Indeed, the press release announcing this news reads like a profit warning, as it seeks to blame Covid for its problems, stating:

“The consequence for Smart Eye has thus been that the implementation of the Company’s software for DMS and Interior Sensing, as well as licensing revenues from existing design wins have been postponed. Hence, commercialization of design wins is expected to be realized later than originally estimated.”

Notwithstanding the massive dilution that investors will experience at the discounted rights issue, investors should really ask themselves how likely it is that Smart Eye will achieve its stated intention of a positive cash flow by the second half of 2024, given the parlous present state of its finances. 

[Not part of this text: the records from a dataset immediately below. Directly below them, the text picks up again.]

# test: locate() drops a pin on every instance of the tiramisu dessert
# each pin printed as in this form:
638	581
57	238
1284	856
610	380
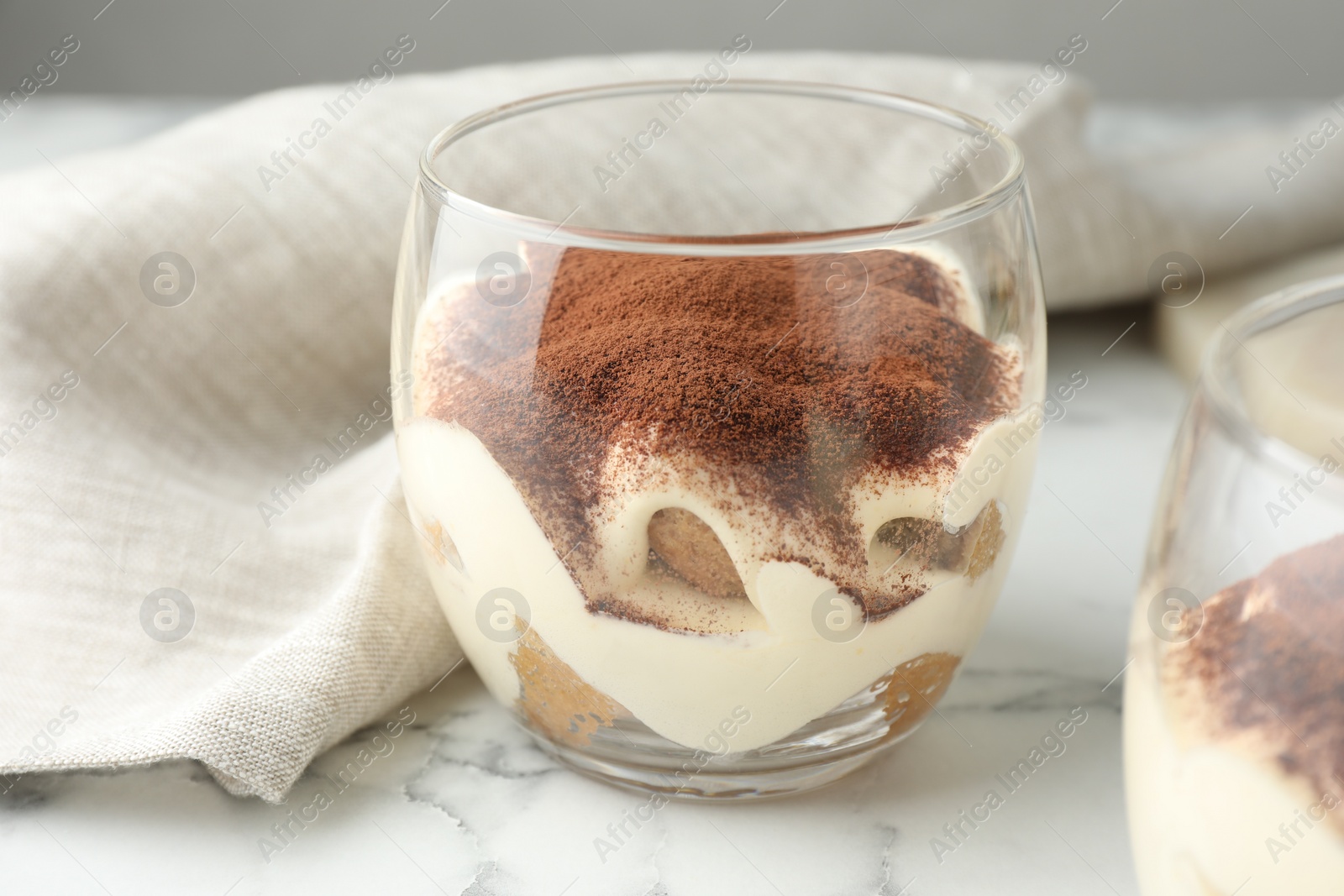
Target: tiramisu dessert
1234	738
717	490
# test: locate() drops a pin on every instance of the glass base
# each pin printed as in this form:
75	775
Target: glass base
631	755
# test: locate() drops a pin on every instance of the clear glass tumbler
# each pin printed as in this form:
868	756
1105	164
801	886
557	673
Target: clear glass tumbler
721	417
1234	698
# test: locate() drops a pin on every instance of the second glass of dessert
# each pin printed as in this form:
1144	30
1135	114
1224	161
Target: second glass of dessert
722	411
1234	696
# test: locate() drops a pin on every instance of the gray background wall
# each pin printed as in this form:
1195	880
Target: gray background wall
1173	50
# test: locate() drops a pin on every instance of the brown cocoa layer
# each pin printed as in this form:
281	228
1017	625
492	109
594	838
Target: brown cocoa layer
1265	667
784	389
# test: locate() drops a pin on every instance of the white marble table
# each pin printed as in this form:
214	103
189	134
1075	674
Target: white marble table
465	804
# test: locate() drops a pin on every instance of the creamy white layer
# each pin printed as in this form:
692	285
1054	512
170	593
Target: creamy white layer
1207	819
766	653
683	685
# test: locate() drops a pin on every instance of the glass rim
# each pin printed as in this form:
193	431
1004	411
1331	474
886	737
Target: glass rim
1010	186
1214	376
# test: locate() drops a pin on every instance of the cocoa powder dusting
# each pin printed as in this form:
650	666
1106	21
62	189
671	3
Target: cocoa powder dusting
746	363
1268	660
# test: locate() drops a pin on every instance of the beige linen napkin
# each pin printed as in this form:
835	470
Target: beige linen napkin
150	609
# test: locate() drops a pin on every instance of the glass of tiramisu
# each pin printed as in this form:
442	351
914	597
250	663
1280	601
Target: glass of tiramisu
1234	698
722	410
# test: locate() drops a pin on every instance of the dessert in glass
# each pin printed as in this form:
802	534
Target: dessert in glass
722	418
1234	698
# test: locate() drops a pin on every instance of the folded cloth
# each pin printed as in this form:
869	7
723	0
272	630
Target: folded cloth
205	550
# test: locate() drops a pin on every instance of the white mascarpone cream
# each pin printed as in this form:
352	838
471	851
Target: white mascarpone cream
766	653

How many public companies can you name who are forced to use a bridging loan to stay afloat?

Investors will have to wait until January 24th to find out the price of the rights issue. Given the likelihood of the price plummeting before then, they are likely to sell in droves. This is turn will likely increase the resulting dilution necessary to raise the required funds.

Of course, investors should do their own research as I freely admit that I’m a long-term holder of shares in Seeing Machines — and had until a few years ago regarded Smart Eye as a serious rival.